Blog | Wednesday, April 2, 2014

QD: News Every Day--Perioperative aspirin may not lower mortality, but may raise risk of major bleeding


Low-dose perioperative aspirin in patients undergoing noncardiac surgery may not reduce the risk of death or nonfatal myocardial infarction, but was associated with a nearly 25% increase in the risk of major bleeding, a study found.

Researchers conducted the Perioperative Ischemic Evaluation 2 (POISE-2) trial, a randomized, controlled trial that took place from July 2010 through December 2013 at 135 hospitals in 23 countries. The study enrolled 10,010 patients, 5,628 in an initiation stratum and 4,382 in a continuation stratum. Of these patients, 4,998 were assigned to receive aspirin and 5,012 to receive placebo. Patients started taking 200 mg aspirin or placebo just before surgery and continued a dose of 100 mg per day for 30 days in the initiation stratum and 7 days in the continuation stratum, after which patients resumed their regular aspirin regimen. Patients also started 0.2 mg per day clonidine or placebo just before surgery and continued it for 72 hours.

Results appeared online March 31 in the New England Journal of Medicine and were presented at the American College of Cardiology’s 63rd Annual Scientific Session.

Rates of death or nonfatal myocardial infarction were not statistically significantly different between the aspiring and placebo groups. However, aspirin increased the risk of major bleeding compared with placebo (230 patients [4.6%] vs. 188 patients [3.8%]; HR, 1.23; 95% CI, 1.01 to 1.49; P=0.04). The most common sites of bleeding were the surgical site (78.3%) and gastrointestinal tract (9.3%).

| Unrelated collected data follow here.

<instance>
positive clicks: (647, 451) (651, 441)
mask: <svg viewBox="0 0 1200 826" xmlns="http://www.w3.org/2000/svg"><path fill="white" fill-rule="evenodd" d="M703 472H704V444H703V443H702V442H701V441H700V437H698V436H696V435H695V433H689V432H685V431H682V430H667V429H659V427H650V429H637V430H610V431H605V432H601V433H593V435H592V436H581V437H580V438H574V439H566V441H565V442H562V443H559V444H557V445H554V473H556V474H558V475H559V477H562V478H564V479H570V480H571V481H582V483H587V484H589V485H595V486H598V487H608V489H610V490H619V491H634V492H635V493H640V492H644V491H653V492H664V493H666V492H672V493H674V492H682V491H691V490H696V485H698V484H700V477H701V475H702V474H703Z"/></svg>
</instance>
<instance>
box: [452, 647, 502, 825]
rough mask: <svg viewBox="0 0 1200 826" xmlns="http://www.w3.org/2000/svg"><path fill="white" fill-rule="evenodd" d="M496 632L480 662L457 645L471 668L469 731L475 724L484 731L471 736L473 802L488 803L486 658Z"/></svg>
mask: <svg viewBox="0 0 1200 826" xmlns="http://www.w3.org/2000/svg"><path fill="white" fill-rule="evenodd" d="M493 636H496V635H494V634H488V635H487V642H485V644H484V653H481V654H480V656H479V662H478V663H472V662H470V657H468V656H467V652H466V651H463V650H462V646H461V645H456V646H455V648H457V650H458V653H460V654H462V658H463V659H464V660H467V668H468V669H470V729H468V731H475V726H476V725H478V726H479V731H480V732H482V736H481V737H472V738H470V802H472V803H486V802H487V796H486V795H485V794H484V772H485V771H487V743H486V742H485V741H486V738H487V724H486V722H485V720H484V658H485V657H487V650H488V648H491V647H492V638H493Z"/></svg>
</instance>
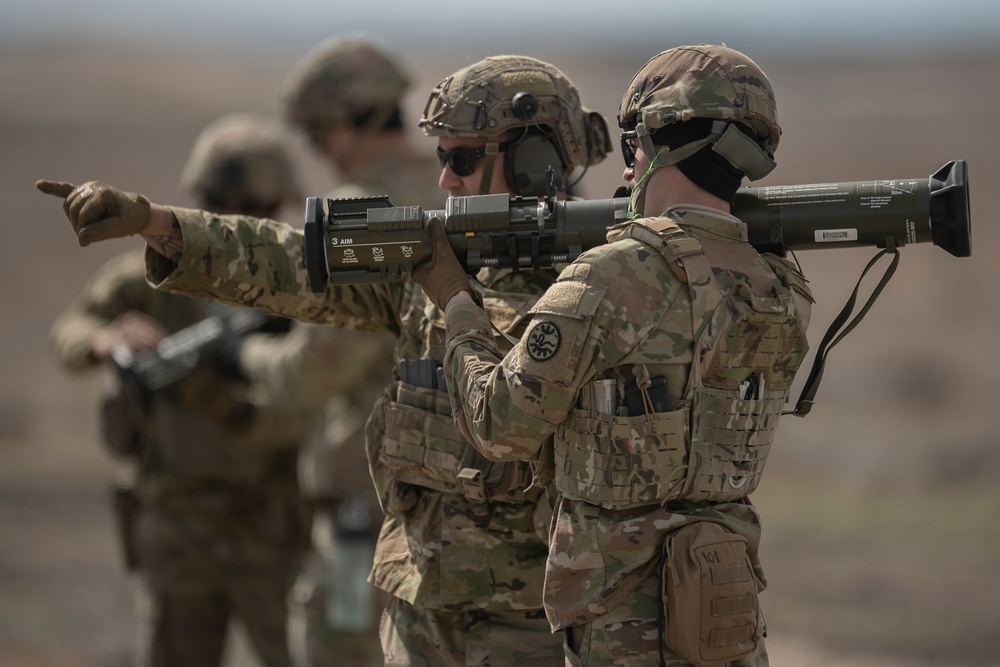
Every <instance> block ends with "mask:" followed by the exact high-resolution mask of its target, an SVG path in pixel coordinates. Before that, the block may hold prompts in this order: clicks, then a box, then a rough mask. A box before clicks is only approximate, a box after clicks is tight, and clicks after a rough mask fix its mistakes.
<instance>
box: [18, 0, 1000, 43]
mask: <svg viewBox="0 0 1000 667" xmlns="http://www.w3.org/2000/svg"><path fill="white" fill-rule="evenodd" d="M498 8H502V9H503V13H502V14H499V13H498V11H497V10H498ZM527 16H531V17H532V18H531V19H530V20H528V19H526V18H524V17H527ZM353 31H365V32H370V33H376V34H381V35H383V36H385V37H388V38H390V39H391V40H392V41H393V42H394V43H396V44H397V46H399V47H400V48H413V49H422V48H426V49H428V50H430V49H442V48H443V44H442V42H445V43H456V44H457V43H468V42H470V41H471V42H474V43H479V44H484V43H490V42H492V41H501V40H502V41H503V42H504V43H507V44H520V43H525V44H537V42H538V41H539V40H542V41H549V42H559V43H561V44H565V45H567V46H568V45H570V44H572V43H574V42H576V43H579V44H584V45H585V44H588V43H594V40H595V39H599V40H602V43H603V44H604V45H607V44H612V43H622V44H623V45H625V44H627V43H628V42H629V41H630V40H634V39H637V38H639V39H643V38H645V39H649V38H650V37H651V36H655V35H658V34H659V35H661V36H663V37H664V38H665V39H667V40H698V41H710V42H711V41H726V40H727V39H728V40H730V41H733V40H738V41H740V43H742V44H747V43H750V42H753V43H754V44H755V45H767V44H769V45H773V46H775V47H777V48H781V47H784V46H790V47H792V48H797V49H798V48H803V47H805V48H812V47H814V48H824V49H837V48H858V47H859V45H860V48H878V47H879V46H883V45H886V46H892V47H893V48H896V47H899V46H900V45H906V44H907V43H909V42H912V43H917V42H926V41H927V40H933V41H940V42H949V41H955V42H956V43H961V42H963V41H972V40H984V39H1000V2H998V1H997V0H888V1H885V0H883V1H881V2H880V1H879V0H838V1H837V2H817V1H814V0H740V1H736V0H716V1H714V2H713V1H712V0H708V1H706V0H701V1H692V0H688V1H685V2H681V1H679V0H640V1H629V2H625V1H623V0H605V1H602V2H599V1H597V0H573V1H566V0H549V2H545V1H544V0H502V2H496V3H482V2H457V1H453V0H449V1H441V2H434V1H432V0H362V1H360V2H348V1H347V0H271V1H264V0H170V2H158V1H155V0H72V1H71V0H30V1H18V0H12V1H8V2H4V3H3V7H2V8H0V48H3V46H4V44H7V45H16V44H19V43H23V42H34V41H38V40H40V39H45V38H55V39H72V38H82V39H93V38H97V39H101V40H107V41H109V42H114V41H143V42H149V43H154V44H188V45H197V46H199V47H202V46H204V47H208V46H211V45H213V44H214V45H215V46H217V47H219V48H223V49H236V50H240V49H246V50H253V51H264V52H266V51H268V50H280V51H292V52H301V51H302V49H303V48H304V47H305V46H307V45H312V44H314V43H315V42H316V41H317V40H318V39H322V38H323V37H326V36H330V35H334V34H341V33H344V32H353Z"/></svg>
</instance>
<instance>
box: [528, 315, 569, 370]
mask: <svg viewBox="0 0 1000 667" xmlns="http://www.w3.org/2000/svg"><path fill="white" fill-rule="evenodd" d="M560 343H562V335H561V334H560V333H559V327H558V326H557V325H556V323H555V322H549V321H542V322H539V323H538V324H536V325H535V326H533V327H532V328H531V331H529V332H528V336H527V338H526V340H525V348H527V350H528V356H529V357H531V358H532V359H534V360H535V361H548V360H549V359H551V358H552V357H554V356H555V355H556V352H558V351H559V344H560Z"/></svg>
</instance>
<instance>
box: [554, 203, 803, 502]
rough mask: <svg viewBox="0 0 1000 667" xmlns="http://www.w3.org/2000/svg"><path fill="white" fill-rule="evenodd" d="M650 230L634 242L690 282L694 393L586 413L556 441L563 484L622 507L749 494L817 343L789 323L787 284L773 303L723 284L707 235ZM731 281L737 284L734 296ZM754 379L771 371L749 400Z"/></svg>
mask: <svg viewBox="0 0 1000 667" xmlns="http://www.w3.org/2000/svg"><path fill="white" fill-rule="evenodd" d="M650 223H652V224H649V223H646V222H645V221H644V222H642V223H633V224H632V225H631V226H630V227H629V228H628V230H627V234H628V236H630V237H631V238H634V239H636V240H639V241H642V242H643V243H646V244H648V245H650V246H652V247H653V248H655V249H657V250H658V251H659V252H660V254H661V255H662V256H663V257H664V259H665V260H666V261H667V263H668V264H669V265H670V267H671V270H672V271H673V273H675V274H676V275H677V276H678V277H680V278H681V279H682V280H683V281H684V282H685V283H686V284H687V285H688V292H689V298H690V301H691V304H692V306H691V309H692V313H693V317H692V320H691V338H692V340H693V341H695V343H694V355H693V362H692V364H691V372H690V376H689V378H688V383H687V391H686V393H685V395H684V396H683V397H680V396H678V397H671V398H672V399H673V402H674V407H675V408H676V409H674V410H672V411H670V412H663V413H654V414H644V415H639V416H623V415H601V414H594V413H593V412H592V411H587V410H576V411H574V414H573V415H571V418H570V419H569V420H568V421H567V422H566V424H564V425H563V426H561V427H560V428H559V429H557V431H556V434H555V439H554V444H555V467H556V473H555V478H556V485H557V487H558V488H559V490H560V492H561V493H562V494H563V495H565V496H567V497H571V498H579V499H583V500H586V501H588V502H592V503H594V504H597V505H600V506H603V507H608V508H613V509H624V508H628V507H635V506H639V505H646V504H651V503H665V502H668V501H673V500H682V499H683V500H703V501H710V502H727V501H732V500H736V499H739V498H743V497H745V496H746V495H748V494H749V493H750V492H751V491H753V489H754V488H756V486H757V484H758V482H759V479H760V476H761V473H762V471H763V467H764V463H765V462H766V459H767V455H768V453H769V451H770V446H771V442H772V441H773V438H774V432H775V428H776V427H777V423H778V420H779V419H780V416H781V411H782V408H783V406H784V403H785V399H786V397H787V393H788V384H790V381H791V376H792V375H793V374H794V371H795V369H796V368H797V366H798V364H797V363H788V362H787V361H786V357H787V355H788V353H789V352H791V353H792V354H793V355H794V354H796V353H797V352H801V354H802V355H804V349H805V341H804V339H803V337H802V336H801V333H800V329H799V328H798V327H790V326H789V318H790V317H791V316H790V315H789V313H788V304H789V302H790V299H789V298H787V297H788V293H787V289H786V288H785V287H784V286H783V285H782V283H781V282H780V281H778V280H773V283H772V285H771V287H772V288H773V289H772V290H771V291H772V293H773V297H755V296H753V294H751V292H750V289H749V287H748V286H747V285H745V284H743V283H741V282H740V280H735V281H734V280H732V277H731V276H729V275H727V274H725V273H724V272H723V274H721V275H720V277H719V278H716V274H715V271H714V270H713V268H712V265H711V264H710V262H709V260H708V258H707V257H706V255H705V252H704V250H703V248H702V245H701V243H699V241H698V240H697V239H696V238H694V237H692V236H690V235H688V234H687V232H685V231H684V230H683V229H681V228H680V227H678V226H677V225H676V224H674V223H672V222H670V221H669V220H665V219H663V218H660V219H657V220H655V221H650ZM647 225H648V226H647ZM748 259H750V260H751V261H753V262H760V261H761V260H760V259H759V258H758V257H756V256H752V255H751V256H749V257H748ZM765 268H766V267H765ZM751 275H753V274H751ZM720 279H724V280H727V281H732V282H733V283H734V284H733V286H732V287H731V288H730V289H728V290H726V289H724V285H723V284H720V282H719V280H720ZM799 359H800V357H799ZM772 368H775V369H777V370H776V371H774V372H772ZM785 369H787V372H786V370H785ZM751 373H765V375H764V388H763V389H762V390H761V391H760V393H759V395H755V396H741V392H740V385H741V384H742V383H743V382H744V381H745V380H746V379H747V377H748V376H749V375H750V374H751ZM786 379H787V381H786ZM706 381H707V382H708V383H710V384H711V386H706Z"/></svg>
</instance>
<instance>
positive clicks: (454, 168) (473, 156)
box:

To better understand the risk of bleeding in relation to the timing of aspirin, researchers conducted a post hoc analysis among patients who were alive and did not have life-threatening or major bleeding. Aspirin was associated with an absolute increase in the risk of a composite bleeding of 1.2% from the day of surgery up to 30 days and 0.9% from day 4 after surgery up to 30 days. Among patients who survived up to 8 days after surgery without a composite bleeding outcome, the increase in risk from day 8 to day 30 was 0.3% (3 in 1,000 patients). The composite of life-threatening or major bleeding was an independent predictor of myocardial infarction (HR, 1.82; 95% CI, 1.40 to 2.36; P<0.001).

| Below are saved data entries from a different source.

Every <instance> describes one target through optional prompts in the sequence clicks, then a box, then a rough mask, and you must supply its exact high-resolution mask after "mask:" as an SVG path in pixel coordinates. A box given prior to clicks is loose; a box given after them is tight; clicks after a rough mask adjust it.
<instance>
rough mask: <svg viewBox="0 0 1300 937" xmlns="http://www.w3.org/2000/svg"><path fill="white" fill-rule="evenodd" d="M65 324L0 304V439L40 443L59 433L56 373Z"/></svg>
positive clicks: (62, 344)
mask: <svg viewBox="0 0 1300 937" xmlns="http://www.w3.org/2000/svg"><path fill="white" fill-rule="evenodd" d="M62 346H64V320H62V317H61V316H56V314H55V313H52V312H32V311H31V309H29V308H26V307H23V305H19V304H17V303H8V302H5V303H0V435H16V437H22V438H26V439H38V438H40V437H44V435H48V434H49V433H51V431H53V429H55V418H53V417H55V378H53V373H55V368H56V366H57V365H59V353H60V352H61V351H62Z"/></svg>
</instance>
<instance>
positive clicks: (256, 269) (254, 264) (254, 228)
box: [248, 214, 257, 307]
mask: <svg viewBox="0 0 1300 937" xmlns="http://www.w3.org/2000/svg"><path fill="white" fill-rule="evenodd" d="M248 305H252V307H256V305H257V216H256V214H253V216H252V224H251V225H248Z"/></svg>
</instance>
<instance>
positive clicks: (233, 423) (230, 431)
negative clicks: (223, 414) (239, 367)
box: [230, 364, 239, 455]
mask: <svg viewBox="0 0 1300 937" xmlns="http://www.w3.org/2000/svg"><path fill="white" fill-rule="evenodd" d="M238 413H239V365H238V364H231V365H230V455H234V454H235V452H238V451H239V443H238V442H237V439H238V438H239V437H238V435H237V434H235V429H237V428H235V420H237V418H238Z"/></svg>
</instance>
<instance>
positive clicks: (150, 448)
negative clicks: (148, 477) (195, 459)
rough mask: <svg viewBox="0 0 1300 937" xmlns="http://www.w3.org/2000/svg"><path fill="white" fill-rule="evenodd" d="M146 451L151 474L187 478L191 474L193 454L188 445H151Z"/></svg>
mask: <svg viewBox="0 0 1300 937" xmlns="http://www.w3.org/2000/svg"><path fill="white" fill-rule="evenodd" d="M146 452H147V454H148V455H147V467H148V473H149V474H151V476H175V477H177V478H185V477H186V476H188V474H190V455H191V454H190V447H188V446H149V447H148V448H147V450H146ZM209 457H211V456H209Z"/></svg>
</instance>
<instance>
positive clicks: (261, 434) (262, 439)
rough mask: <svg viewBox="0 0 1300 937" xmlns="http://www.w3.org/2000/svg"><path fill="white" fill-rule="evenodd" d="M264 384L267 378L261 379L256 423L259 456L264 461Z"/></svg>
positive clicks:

“For patients on a long-term aspirin regimen, the most effective time to restart aspirin would be 8 to 10 days after surgery, when the bleeding risk has diminished considerably,” researchers wrote. “If physicians consider starting aspirin after surgery to treat a thrombotic event (e.g., stroke or myocardial infarction), they can expect an absolute increase of 1.0 to 1.3 percentage points in the risk of life-threatening or major bleeding if aspirin is administered within the first 2 days after surgery. Physicians and their patients will have to weigh this risk against the high risk of death from the thrombotic event and the potential benefits of aspirin.”